The compilation is accomplished via python setup.py build_ext --inplace, but note that bugs can result in the rather cryptic error message error: Pyrex does not appear to be installed on platform 'posix'


I also wrote a plain Python version, "py_fib.py":

def pyfib( i ):
if i < 3:
return 1
else:
return pyfib(i-1) + pyfib(i-2)


This enables me to compare Pyrex-translated Python code stored in a .so to the same code stored in a regular Python module, and compare them both to the "native" version.

I do this comparison via a simple module that imports both forms and runs them, timing each invocation. Here's the output:

kieran@host:~/tmp/pyrex$ ./time_fib.py
Sat Jun 14 12:15:07 2008
pyrex_fib.cfib(40) = 102334155 in 9.6s
pyrex_fib.pyfib(40) = 102334155 in 121.5s
py_fib.pyfib(40) = 102334155 in 98.0s

Interestingly, the Pyrex-translated Python code is about 20% slower than the regular Python; presumably, it's not benefiting from various interpreter optimizations.
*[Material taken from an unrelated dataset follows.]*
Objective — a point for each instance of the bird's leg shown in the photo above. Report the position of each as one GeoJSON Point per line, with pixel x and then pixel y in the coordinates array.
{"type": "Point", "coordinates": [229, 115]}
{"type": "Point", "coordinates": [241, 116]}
The "C" implementation blows them both out of the water.

Pyrex looks great for wrapping C libraries for Python, and might serve for code obfuscation, but the major limitation is the difficulty of moving non-scalar data types between C and Python: it wouldn't have been easy to return a Python dictionary from my cfib routine, for example.